Changes in intervertebral sagittal alignment of the cervical spine from supine to upright

Abstract

Cervical sagittal alignment is a critical component of successful surgical outcomes. Unrecognized differences in intervertebral alignment between supine and upright positions may affect clinical outcomes; however, these differences have not been quantified. Sixty-four patients scheduled to undergo one or two-level cervical arthrodesis for symptomatic pathology from C4-C5 to C6-C7, and forty-seven controls were recruited. Upright sagittal alignment was obtained through biplane radiographic imaging and measured using a validated process with accuracy better than 1° in rotation. Supine alignment was obtained from computed tomography scans. Coordinate systems used to measure supine and upright alignment were identical. Distances between adjacent bony endplates were measured to calculate disc height in each position. For both patients and controls, the C1-C2, C2-C3, and C3-C4 motion segments were in more lordosis when upright as compared with supine (all p < 0.001). However, the C4-C5, C5-C6, and C6-C7 motion segments were in less lordosis when upright as compared with supine (all p ≤ 0.004). There was an interaction between group and position at the C1-C2 (p = 0.002) and C2-C3 (p = 0.001) motion segments, with the controls demonstrating a greater increase in lordosis at both motion segments when moving from supine to upright. The results indicate that cervical motion segment alignment changes between supine and upright positioning, those changes differ among motion segments, and cervical pathology affects the magnitude of these changes. Clinical Significance: Surgeons should be mindful of the differences in alignment between supine and upright imaging and the implications they may have on clinical outcomes.

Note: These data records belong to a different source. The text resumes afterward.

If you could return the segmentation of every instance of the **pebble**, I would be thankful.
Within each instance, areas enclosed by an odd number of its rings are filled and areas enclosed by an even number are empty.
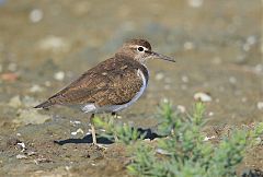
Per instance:
[[[9,82],[14,82],[19,79],[19,75],[13,72],[8,72],[8,73],[2,73],[0,75],[1,80],[3,81],[9,81]]]
[[[186,111],[186,108],[183,105],[178,105],[178,109],[179,109],[180,113],[185,113]]]
[[[42,39],[38,46],[43,50],[50,50],[53,52],[68,51],[70,48],[69,43],[58,36],[48,36]]]
[[[208,116],[210,116],[210,117],[214,116],[214,111],[209,111]]]
[[[192,8],[201,8],[203,5],[204,0],[187,0],[188,5]]]
[[[11,62],[11,63],[8,64],[8,70],[9,71],[14,72],[14,71],[16,71],[16,69],[18,69],[18,64],[15,62]]]
[[[263,102],[258,102],[258,109],[263,110]]]
[[[185,42],[184,43],[184,49],[185,50],[191,50],[194,48],[194,44],[192,42]]]
[[[21,143],[18,143],[19,146],[21,146],[21,152],[24,152],[25,151],[25,144],[23,142]]]
[[[187,75],[182,75],[181,80],[182,80],[184,83],[187,83],[187,82],[188,82],[188,76],[187,76]]]
[[[42,91],[43,91],[43,88],[42,88],[39,85],[37,85],[37,84],[34,84],[34,85],[30,88],[30,92],[32,92],[32,93],[42,92]]]
[[[196,94],[194,94],[194,99],[195,101],[201,101],[201,102],[211,102],[211,97],[203,92],[198,92]]]
[[[18,155],[16,155],[16,158],[18,158],[18,160],[23,160],[23,158],[26,160],[27,156],[24,155],[24,154],[18,154]]]
[[[215,135],[211,135],[211,137],[205,137],[204,141],[209,141],[211,139],[215,139],[216,137]]]
[[[41,115],[36,109],[19,109],[18,117],[13,120],[14,123],[23,123],[23,125],[41,125],[46,120],[50,119],[50,116]]]
[[[62,81],[65,78],[65,72],[58,71],[57,73],[54,74],[54,79],[57,81]]]
[[[72,135],[77,135],[78,133],[84,134],[84,131],[79,128],[77,131],[71,132]]]
[[[9,101],[9,106],[10,106],[10,107],[18,108],[18,107],[20,107],[21,105],[22,105],[22,102],[21,102],[19,95],[12,97],[12,98]]]
[[[159,154],[163,154],[163,155],[170,155],[171,153],[167,152],[165,150],[162,150],[162,149],[157,149],[156,150],[157,153]]]
[[[236,84],[237,83],[237,79],[235,76],[230,76],[228,80],[229,80],[229,82],[231,84]]]
[[[34,9],[30,12],[30,21],[37,23],[43,19],[43,11],[41,9]]]
[[[162,80],[163,78],[164,78],[164,74],[163,74],[162,72],[159,72],[159,73],[156,74],[156,80],[157,80],[157,81],[160,81],[160,80]]]

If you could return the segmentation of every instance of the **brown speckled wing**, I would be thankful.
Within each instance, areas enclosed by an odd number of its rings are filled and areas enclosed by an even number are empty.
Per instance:
[[[142,86],[137,74],[142,71],[148,81],[147,69],[133,59],[111,58],[88,70],[36,108],[52,105],[82,105],[95,103],[98,106],[128,103]]]

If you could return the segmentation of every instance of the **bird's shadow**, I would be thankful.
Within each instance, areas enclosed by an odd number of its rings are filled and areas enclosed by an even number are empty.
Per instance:
[[[137,131],[141,135],[144,134],[144,139],[153,140],[156,138],[161,138],[162,137],[162,135],[157,134],[156,132],[152,132],[151,129],[138,128]],[[112,144],[112,143],[114,143],[114,141],[112,141],[112,140],[105,138],[105,137],[99,137],[96,139],[96,142],[100,143],[100,144]],[[69,143],[73,143],[73,144],[92,143],[92,135],[88,134],[82,139],[56,140],[56,141],[54,141],[54,143],[59,144],[59,145],[69,144]]]

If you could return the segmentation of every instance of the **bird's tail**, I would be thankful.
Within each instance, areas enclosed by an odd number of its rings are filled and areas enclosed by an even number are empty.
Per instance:
[[[36,105],[34,108],[44,108],[47,109],[49,106],[54,105],[50,101],[43,102],[39,105]]]

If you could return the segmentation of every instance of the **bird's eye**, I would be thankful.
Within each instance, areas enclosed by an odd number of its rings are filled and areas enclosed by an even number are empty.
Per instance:
[[[144,47],[140,46],[140,47],[137,48],[137,50],[141,52],[141,51],[144,51],[145,49],[144,49]]]

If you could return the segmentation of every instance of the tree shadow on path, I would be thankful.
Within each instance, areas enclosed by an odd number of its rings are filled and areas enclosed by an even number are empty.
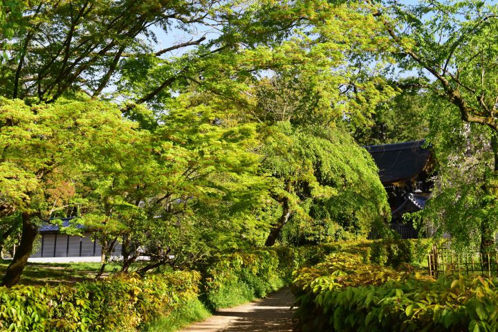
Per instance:
[[[214,316],[185,331],[196,332],[291,332],[294,297],[288,288],[266,298],[234,308],[220,309]]]

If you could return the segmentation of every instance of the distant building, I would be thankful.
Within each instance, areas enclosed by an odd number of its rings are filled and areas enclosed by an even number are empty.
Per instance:
[[[62,227],[68,226],[71,219],[61,219]],[[41,225],[39,232],[41,243],[30,257],[30,261],[100,261],[102,247],[98,241],[92,241],[89,232],[84,230],[83,236],[68,235],[60,232],[59,225],[50,223]],[[118,243],[114,255],[120,253],[121,244]]]
[[[403,223],[403,215],[423,209],[433,185],[430,177],[432,154],[423,147],[424,143],[423,140],[365,147],[387,192],[391,228],[405,239],[417,237],[418,233],[411,223]]]

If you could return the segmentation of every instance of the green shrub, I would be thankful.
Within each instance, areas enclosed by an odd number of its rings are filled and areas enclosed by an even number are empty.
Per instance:
[[[174,309],[167,316],[160,317],[147,324],[144,332],[173,332],[192,322],[205,320],[211,315],[199,299],[186,302]]]
[[[15,331],[136,331],[199,296],[200,274],[140,279],[117,275],[74,286],[0,288],[0,329]]]
[[[407,252],[416,253],[420,248],[416,242],[410,243],[396,243],[392,249],[382,246],[378,249],[378,243],[374,249],[371,246],[343,246],[343,249],[349,249],[297,270],[293,291],[299,306],[300,330],[498,329],[498,279],[460,277],[434,281],[409,265],[401,264],[404,269],[394,269],[371,263],[391,261],[396,265],[400,261],[399,257],[414,259]],[[358,251],[368,255],[358,255]],[[388,259],[380,259],[382,257]]]

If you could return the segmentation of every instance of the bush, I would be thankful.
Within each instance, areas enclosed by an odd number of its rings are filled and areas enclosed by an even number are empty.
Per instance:
[[[199,297],[210,309],[264,297],[288,285],[298,266],[317,263],[334,248],[276,247],[219,255],[199,267],[201,273],[145,278],[116,275],[72,286],[0,288],[0,331],[169,331],[207,315]]]
[[[316,264],[327,246],[275,247],[212,257],[203,272],[203,299],[214,310],[264,297],[289,285],[299,266]]]
[[[117,275],[73,287],[0,288],[0,329],[133,331],[199,296],[200,274]]]
[[[434,281],[409,265],[394,269],[371,263],[396,264],[400,261],[393,257],[409,258],[403,255],[418,250],[414,244],[392,250],[345,246],[348,250],[297,271],[293,291],[300,331],[497,331],[498,279]],[[404,253],[379,259],[389,252]]]

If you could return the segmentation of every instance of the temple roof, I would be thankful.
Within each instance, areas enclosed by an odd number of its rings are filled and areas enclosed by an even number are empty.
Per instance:
[[[51,219],[49,221],[48,221],[46,223],[44,223],[43,225],[41,225],[38,228],[38,232],[39,232],[40,233],[52,233],[52,232],[59,232],[59,225],[54,224],[54,223],[50,223],[50,221],[54,221],[54,220],[57,220],[57,221],[62,220],[62,226],[63,228],[64,228],[64,227],[68,227],[71,225],[70,221],[73,219],[73,218],[60,218],[60,219]],[[84,227],[83,225],[80,225],[80,224],[76,225],[76,228],[81,229],[81,228],[83,228],[83,227]]]
[[[365,147],[379,168],[383,184],[414,178],[425,167],[431,152],[425,140]]]

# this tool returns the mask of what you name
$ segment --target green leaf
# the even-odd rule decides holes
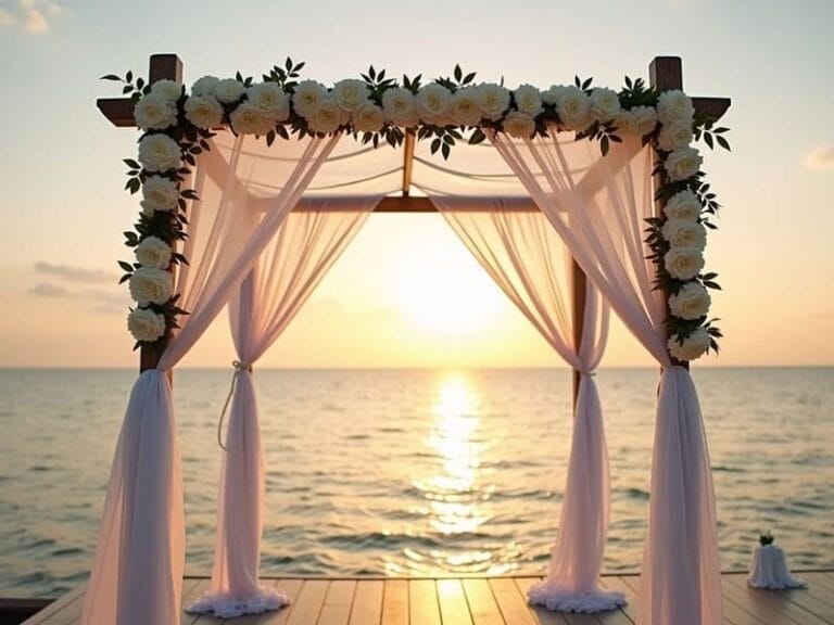
[[[483,133],[483,130],[476,128],[475,132],[469,137],[469,145],[477,145],[478,143],[483,143],[485,140],[486,135]]]

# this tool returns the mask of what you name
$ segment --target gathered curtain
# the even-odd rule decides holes
[[[608,306],[589,284],[583,319],[571,307],[572,260],[528,197],[431,195],[448,224],[554,350],[580,373],[559,533],[547,578],[530,599],[551,610],[599,612],[624,603],[599,587],[608,534],[608,451],[593,372],[608,336]],[[582,339],[574,344],[577,323]]]
[[[218,140],[224,139],[218,136]],[[281,191],[260,219],[244,179],[253,164],[247,144],[214,143],[200,155],[179,267],[180,316],[156,369],[142,372],[125,412],[108,486],[83,625],[170,625],[180,620],[185,569],[182,479],[172,387],[166,375],[205,332],[263,248],[298,204],[339,136],[312,138],[286,169]],[[261,203],[263,204],[263,202]]]
[[[189,612],[229,618],[289,602],[283,594],[258,583],[266,477],[252,367],[280,336],[380,199],[303,199],[229,304],[238,361],[217,499],[214,565],[210,591],[189,605]]]
[[[665,302],[652,288],[644,243],[652,216],[652,151],[639,138],[592,141],[489,139],[546,215],[590,280],[662,368],[658,390],[648,538],[639,622],[721,625],[721,576],[704,421],[688,370],[666,347]]]

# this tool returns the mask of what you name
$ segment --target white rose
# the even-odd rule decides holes
[[[217,88],[217,82],[220,79],[216,76],[203,76],[194,80],[191,85],[191,95],[214,95],[214,90]]]
[[[445,123],[445,116],[452,104],[452,93],[437,82],[426,85],[417,93],[417,107],[420,117],[428,124],[442,126]]]
[[[368,86],[362,80],[346,78],[333,85],[332,97],[342,111],[354,113],[368,101]]]
[[[162,239],[147,237],[134,250],[136,260],[142,267],[166,269],[170,265],[170,246]]]
[[[214,97],[224,104],[231,104],[243,97],[247,88],[235,78],[224,78],[214,86]]]
[[[493,122],[501,119],[501,116],[509,107],[509,89],[494,82],[484,82],[479,85],[477,89],[481,99],[483,116]]]
[[[686,148],[692,142],[692,123],[672,122],[664,124],[657,136],[657,144],[664,152]]]
[[[667,346],[673,358],[678,360],[695,360],[707,352],[711,342],[712,340],[706,329],[698,328],[687,339],[683,340],[683,344],[678,342],[678,334],[672,334]]]
[[[664,162],[666,173],[672,181],[692,178],[700,169],[704,158],[695,148],[679,148],[667,155]]]
[[[669,219],[661,229],[664,239],[672,248],[704,250],[707,246],[707,229],[697,221]]]
[[[127,329],[137,341],[153,343],[165,333],[165,317],[149,308],[137,308],[127,316]]]
[[[610,122],[620,112],[620,98],[617,91],[597,87],[591,92],[591,115],[597,122]]]
[[[408,128],[420,123],[417,99],[408,89],[402,87],[388,89],[382,93],[382,110],[386,112],[386,117],[397,126]]]
[[[262,82],[247,89],[249,102],[261,114],[275,122],[285,122],[290,116],[290,99],[275,82]]]
[[[535,132],[535,120],[527,113],[513,111],[504,118],[504,131],[515,139],[529,139]]]
[[[223,106],[214,95],[191,95],[185,110],[186,118],[198,128],[214,128],[223,123]]]
[[[674,247],[664,256],[664,267],[677,280],[692,280],[704,269],[704,255],[693,247]]]
[[[452,122],[457,126],[478,126],[481,120],[481,98],[478,89],[466,87],[452,95]]]
[[[149,93],[136,103],[134,119],[142,130],[164,130],[177,123],[177,106],[162,95]]]
[[[295,87],[292,106],[295,109],[295,113],[309,119],[325,100],[327,100],[327,88],[324,85],[315,80],[302,80]]]
[[[644,137],[657,126],[657,111],[654,106],[634,106],[631,111],[620,111],[616,126],[631,135]]]
[[[142,211],[151,216],[156,211],[173,211],[179,202],[179,189],[174,180],[149,176],[142,184]]]
[[[164,78],[151,85],[151,93],[170,102],[177,102],[182,97],[182,85],[176,80]]]
[[[657,99],[657,116],[661,124],[673,122],[688,122],[692,124],[695,117],[695,106],[686,93],[680,89],[664,91]]]
[[[556,112],[568,130],[582,131],[592,123],[591,100],[579,87],[565,87],[556,99]]]
[[[382,109],[372,102],[365,102],[353,114],[353,129],[357,132],[379,132],[384,123],[386,116],[382,114]]]
[[[231,128],[238,135],[257,135],[263,137],[275,127],[275,122],[266,117],[251,102],[242,102],[229,115]]]
[[[535,117],[544,111],[542,107],[542,93],[532,85],[521,85],[521,87],[513,92],[513,98],[516,101],[516,109],[530,117]]]
[[[669,310],[681,319],[699,319],[712,303],[707,290],[697,282],[687,282],[677,295],[669,297]]]
[[[688,189],[679,191],[666,203],[664,213],[669,219],[686,219],[695,221],[703,211],[700,201],[694,192]]]
[[[565,92],[565,89],[567,88],[567,85],[552,85],[547,91],[542,93],[542,101],[545,104],[549,104],[551,106],[556,106],[556,102],[558,102],[559,97]]]
[[[167,135],[146,135],[139,141],[139,163],[148,171],[168,171],[182,166],[179,144]]]
[[[342,125],[342,112],[330,100],[319,103],[311,117],[307,117],[307,126],[313,132],[328,135],[334,132]]]
[[[130,297],[140,306],[165,304],[174,292],[174,277],[164,269],[140,267],[129,280]]]

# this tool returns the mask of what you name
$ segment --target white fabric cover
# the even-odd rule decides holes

Keywords: biplane radiography; cervical sagittal alignment; computed tomography; lordosis; measurement.

Figure 1:

Data collection and processing workflow. (A) CT scans were collected and used to create subject-specific 3D models of each cervical vertebra. (B) Anatomic coordinate systems were established in each vertebra by manually placing 4 markers on each endplate. (C) Participants were seated upright and directed to look straight ahead while synchronized biplane radiographs were collected. (D) A validated volumetric model-based tracking technique matched digitally reconstructed radiographs, constructed from the bone tissue segmented from the CT scans, to the biplane radiographs. (E) After the registration process was completed for each bone, the orientation of each vertebra relative to the adjacent inferior vertebra was calculated by the angle between the respective green arrows in the bone-based coordinate systems, and the disc heights were calculated by the distance between the red anatomic landmarks placed on the anterior, central, and posterior endplates.

Figure 2:

Disc height measurement. Disc height was measured in the supine and upright positions using 3 points along the midsagittal plane of each vertebral body. The measurement points were identical in the supine and upright positions.

Figure 3:

Group average cervical lordosis during supine and upright imaging. (A) Overall, controls were in more lordosis than arthrodesis patients (p < 0.001). (B) The position by group interaction when moving from supine to upright (p = 0.005). Error bars indicate ± one standard deviation.

Figure 4:

Intervertebral orientation for each participant in supine and upright positions. Datapoints above (green shaded region) and below (yellow shaded region) the diagonal line indicate less or more lordosis, respectively, during upright imaging compared to supine.

Figure 5:

Group average intervertebral orientation in supine and upright positions. The C1-C2 through C3-C4 motion segments were in more lordosis when upright than when supine, however, the C4-C5 through C6-C7 motion segments were in more lordosis when supine than when upright. Note that all comparisons were made within subject, however, the error bars indicate inter-subject variability (± one standard deviation).

Figure 6:

Group average lordosis at the C6-C7 motion segment. Overall, controls were in more lordosis than arthrodesis patients at the C6-C7 motion segment. Error bars indicate ± one standard deviation.

Figure 7:

Group by position interactions in the upper cervical spine. Control subjects had a greater increase in lordosis at the (A) C1-C2 (p = 0.002) and (B) C2-C3 (p = 0.001) motion segments when moving from supine to upright than arthrodesis patients.